With the tight schedule, SSS3 students have only 13 days to prepare for their examinations. This is a big challenge. The outcome of shoddy or no preparation for exams is usually failure. Coming at a time when we say that the standard of education is falling and when there is a record of mass failure in WASSCE, the students will have to work extra hard to do well. The ideal thing is that the students, knowing that the WAEC examinations are scheduled, should have been preparing right from the time schools were shut. Those who used the period of lockdown for leisure will have themselves to blame now.

However, the shutdown of schools, owing to COVID-19, should be an eye-opener for the authorities. A time has come for the country to rejig the education architecture and make it technology compliant. COVID-19 pandemic has underlined the desirability of the use of technology in teaching and in the school system. During the COVID-19 lockdown, some countries taught their students via technology.
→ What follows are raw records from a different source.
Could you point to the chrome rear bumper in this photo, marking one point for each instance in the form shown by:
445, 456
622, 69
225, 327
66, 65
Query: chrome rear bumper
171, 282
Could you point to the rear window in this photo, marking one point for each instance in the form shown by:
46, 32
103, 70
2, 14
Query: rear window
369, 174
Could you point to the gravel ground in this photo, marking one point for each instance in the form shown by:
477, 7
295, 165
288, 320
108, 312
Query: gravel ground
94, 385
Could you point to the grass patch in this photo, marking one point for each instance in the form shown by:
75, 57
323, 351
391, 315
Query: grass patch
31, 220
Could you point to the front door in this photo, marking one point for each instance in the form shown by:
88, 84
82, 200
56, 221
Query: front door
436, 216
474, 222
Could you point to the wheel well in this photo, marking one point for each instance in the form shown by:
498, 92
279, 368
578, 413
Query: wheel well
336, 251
Some schools tried it out in Nigeria, but could not sustain it due to many factors, including poor Internet connectivity, parents and students’ lethargy in technology use and epileptic power supply, among others. When things return to normal, conscious effort must be made to embed technology in the country’s school system.

Moving forward, the experiment of exiting students returning to school, even as COVID-19 has not abated, should serve as study period on what to do, perhaps, in September when the new academic year starts. Government should, from now, formulate policies that would make it possible for all schools to resume later this year. Some countries in America are using the opening of children’s daycare centres to kick-start school resumption in the next couple of months.

In one North American country, for instance, parents of kids returning to daycare centres are required to provide some things, including, but not limited to, two cover shoes and clothes for their children and wards, which are kept in the school. One pair of the shoes is to be used inside the classroom and the other one outdoors. When the children arrive at the centres, they take off the shoes they came with from home, at the door, for the one kept in school, for the classroom. When they are going for outdoor play, they wear the other pair of shoes as they step out. And when they are returning home at the end of the day, they wear the shoes they came with from home and leave the other two in school. This is also what they do with clothes, etc. They also ensure compliance with guidelines on temperature check, basic hygiene and social distancing.

Nigeria should look at all options. Schools will not be shut forever. They would eventually be reopened, even when COVID-19 is not totally eradicated or a cure found or vaccine manufactured. Life will go on amid COVID-19. The magic is how we protect ourselves. Prevention, as they say, is better than cure.